In the first seven months of 2011, as many as 41 funds have been merged into another one. During the previous three years put together, this number was just 37. In fact, in the five years from 2006 to 2010, there were a total of 58 fund mergers. On current trends, 2011 could comfortably exceed this number.

On the face of it, there’s nothing wrong with this. These fund mergers are obviously done with the regulator’s go ahead and all the rules and regulations put forth by the Securities and Exchange Board of India (SEBI) for investors’ protection is obviously followed.

However, fund mergers are an unfamiliar subject for most investors and it’s useful to understand exactly what happens when a merger takes place.

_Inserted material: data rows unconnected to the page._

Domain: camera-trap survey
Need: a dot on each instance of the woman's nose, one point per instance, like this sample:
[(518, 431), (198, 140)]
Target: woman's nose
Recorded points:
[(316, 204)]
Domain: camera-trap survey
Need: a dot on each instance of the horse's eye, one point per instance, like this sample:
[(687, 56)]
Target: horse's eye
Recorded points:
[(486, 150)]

Why do fund companies merge funds in the first place? The answer is simple (if pointedly uncomfortable for the fund companies’ management); they do it to bury poor performance. In the roster of practically, every Indian fund company - even the ones with the best investment management - there are some black sheep. These are funds that, for whatever reason, have lost a lot of money for investors. Generally, they tend to be flavour-of-the-month funds that were launched during some period that was hot for that particular theme. By the time the fund got going, the theme became yesterday’s idea and the fund never did well. Eventually, these funds become a sore spot and a source of embarrassment. Therefore, the best course for them is to merge the fund into another one that has good performance. So then what happens? Well, all the investors of the fund meant for the guillotine are informed that the fund will be merged into another. They are then given a choice of redeeming their money, or transferring it to the fund into which the merger is to take place. Either way, they are effectively redeeming their investment from the original one. In theory, this would make them liable to capital gains tax on any gains that they have made. In practice, this never proves to be a problem. The kind of fund that is merged tends not to have ever made any profits for their investors. And if there are no gains, then where is the question of paying any capital gains tax?

Apart from capital gains tax, there’s also the question of paying securities transaction tax (STT) on the transaction. However, the fund companies generally pick up the tab for the STT. Or at least, they all seem to be doing so in recent times.

Since the transaction is basically one of selling one fund and buying into another one, the arithmetic is somewhat like that in the case of a corporate merger. The value of your investment stays the same, but the net asset value (NAV) and the number of units change. For example, say that premerger you hold Rs 10,000 in a fund with NAV of Rs 2 and own 500 units. If the fund being merged into has an NAV of Rs 50, then post-transaction you’ll have 200 units totalling Rs 10,000 in value.

At the end of the day, if one of the funds you hold is getting merged, then what it means is that you have been careless. If the fund was such a dud that it’s being merged, then you should have sold it long ago.